Brain Chips
Scientists have designed a chip that can analyse changes in the brain.
The research is reported in the latest edition of the Royal Society of Chemistry journal Lab on a Chip.
Professor Robert Kennedy and Dr Nicholas Cellar at the University of Michigan have made the sensor-chop which can monitor the levels of neurotransmitters at the levels actually found in living tissue.
Professor Kennedy said: "The device could be used by neuroscientists to study chemical changes associated with behaviour and disease."

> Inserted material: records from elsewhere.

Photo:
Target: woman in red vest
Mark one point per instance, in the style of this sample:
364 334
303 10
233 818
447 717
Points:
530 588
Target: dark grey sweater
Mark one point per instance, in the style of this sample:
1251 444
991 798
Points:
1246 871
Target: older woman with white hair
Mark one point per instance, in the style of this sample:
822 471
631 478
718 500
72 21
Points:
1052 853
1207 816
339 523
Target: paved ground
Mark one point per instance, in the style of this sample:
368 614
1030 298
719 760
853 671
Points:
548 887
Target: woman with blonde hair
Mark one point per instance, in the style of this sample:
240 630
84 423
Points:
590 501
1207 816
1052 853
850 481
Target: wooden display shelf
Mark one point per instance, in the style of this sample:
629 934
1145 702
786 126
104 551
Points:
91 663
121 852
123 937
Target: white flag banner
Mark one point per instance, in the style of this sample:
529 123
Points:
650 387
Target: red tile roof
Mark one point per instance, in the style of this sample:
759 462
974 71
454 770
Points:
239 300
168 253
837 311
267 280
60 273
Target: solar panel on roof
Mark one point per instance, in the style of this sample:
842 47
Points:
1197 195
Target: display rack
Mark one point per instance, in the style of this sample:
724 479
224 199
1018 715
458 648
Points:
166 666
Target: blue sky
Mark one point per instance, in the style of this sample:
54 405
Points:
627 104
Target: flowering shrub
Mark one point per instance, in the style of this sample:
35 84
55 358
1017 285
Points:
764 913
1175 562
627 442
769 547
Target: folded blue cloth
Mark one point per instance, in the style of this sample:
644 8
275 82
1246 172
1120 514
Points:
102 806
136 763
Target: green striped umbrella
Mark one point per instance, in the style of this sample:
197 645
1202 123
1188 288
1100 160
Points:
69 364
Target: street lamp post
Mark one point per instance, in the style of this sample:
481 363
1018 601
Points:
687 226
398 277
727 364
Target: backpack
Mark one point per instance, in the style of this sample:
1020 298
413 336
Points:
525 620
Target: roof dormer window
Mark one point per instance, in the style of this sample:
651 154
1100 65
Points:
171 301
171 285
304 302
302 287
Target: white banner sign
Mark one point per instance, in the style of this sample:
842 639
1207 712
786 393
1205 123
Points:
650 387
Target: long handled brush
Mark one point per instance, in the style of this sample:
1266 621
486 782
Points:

The chip has been adapted to allow users to analyse brain chemicals remotely. Tiny samples of fluid are taken from the brain and flow into channels in the chip.
Once there, the molecules react to form fluorescent particles which can be separated and measured externally.
Professor Kennedy said: "The chip combines sampling, on-line analysis, high efficiency separation and low detection limits.
"It makes it possible to monitor chemicals in the complex environment of the central nervous system, with high selectivity and sensitivity over extended periods."
The team believe the chip could be used to assess brain damage in people with trauma injuries, since it could be used to look at small regions of the brain or probe multiple regions at once.
Professor Kennedy said: "It may also be a way of delivering drugs to particular brain regions."
Professor James Landers, an expert in bioanalytical chemistry at the University of Virginia, welcomed the findings.
He said: "Such integrated systems represent an important element in the future of analytical techniques that will be used to interrogate biological systems."